One of the items most discussed at the public hearings the Charter Commission held throughout the year was the idea of changing the tax collector and the town clerk to appointed positions rather than elected ones. In the end, only the tax collector became an appointed post.
Terms changed for finance board members to four years from six, and the school board will no longer have years with “safe seats.”
A Board of Ethics and Code of Ethics are now codified in the charter.
Many accomplishments, both at the individual as well as team levels, highlighted Weston sports in 2012.
The Weston High girls indoor track team was a threat to continue its run of South-West Conference championships but would end its streak of six straight titles by finishing third at the league finals. The Trojan boys also surrendered their crown, taking second.
Weston also produced another runner-up finish, this one coming from the boys swim team at the state Class S finals, their second in as many years.
The Trojans went a step higher on several occasions during the spring season. The boys tennis team won its second straight SWC championship, its ninth in 10 seasons.
One championship dynasty came to an end as the girls tennis team ended its streak of SWC and Class S titles at five apiece. Individually, however, Kimmy Guerin won her third straight State Open singles title. Later in the year she signed a letter of intent to play for Wake Forest University.
Another dynasty continued as the girls track team won its seventh straight league title, beating runner-up New Milford by half a point.
Two high school championships came in lacrosse as the Weston boys upset Joel Barlow for the title and the girls defeated Bethel for the league’s Division II crown.
Nick LaCava of Weston represented not only his town but the United States as well at the Olympics in London. LaCava, a rower, qualified for and competed on the men’s lightweight four boat that placed second in the B finals and eighth overall.
Weston women’s softball crowned a new champion as 20-30-40-Something defeated No Mercy!. It was the former’s second league title and first in more than 20 years.
Seve Esposito, head coach of Weston’s eight- and nine-year-old All-Star baseball team, was named the winner of the Hilton Honors Outstanding Coach Contest. He was chosen from a field of 700 candidates nationwide.
Sibyl Ledwick was named Weston’s Sports Person of the Year by the Weston Sports Commission. Ledwick helped create the Weston Lacrosse Club’s youth girls program and served on its board of directors, as well as that of the Weston Boosters Club.
The Weston Trojans Youth Football and Cheer, an independent football and cheerleading program, began its inaugural season.

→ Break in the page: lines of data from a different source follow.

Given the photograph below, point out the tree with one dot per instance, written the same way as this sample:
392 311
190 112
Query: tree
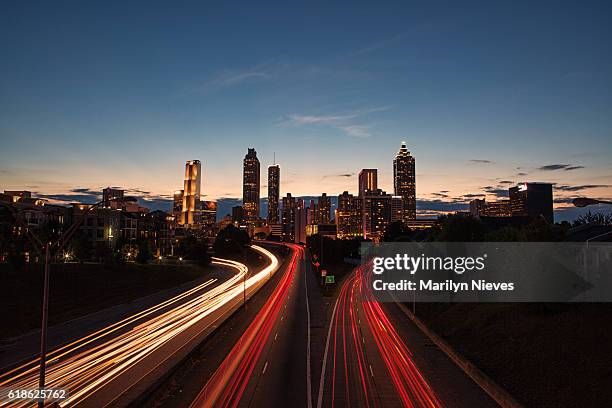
597 218
460 229
230 241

In the past, the town was part of the Aspetuck Wildcats, which also included Redding and Easton.
The Weston High girls volleyball team reached its first-ever South-West Conference championship, losing to undefeated Joel Barlow.
The boys cross country team won the state Class M championship, marking its first state title since 2009 when it won in Class S.
Completing its best season in years, the Weston High football team qualified for the state Class M tournament. The Trojans won their first game before losing in the semifinals to Berlin.
In September, the Aspetuck Land Trust closed two nature preserves in Weston — the Taylor Woods/Thorp Preserve and the Tall Pines Preserve on Fanton Hill Road — following reports that aggressive coyotes had followed visitors and their dogs to their homes on Twin Walls Lane. The parks were re-opened weeks later after reports had subsided.
Celebrated actor and playwright Jerome Kilty, 90, of Hillside Road North, died following a two-car crash on Georgetown Road in September.
Cindy Rivera, 20, of Norwalk, was charged with negligent homicide following the death of Emily Smith, 85, in a head-on crash on Newtown Turnpike in May.
Plummer wins Oscar
Christopher Plummer brought pride to the Weston community when the longtime resident won an Academy Award for Best Supporting Actor for the film Beginners. At 82, he is the oldest actor to ever win an Oscar.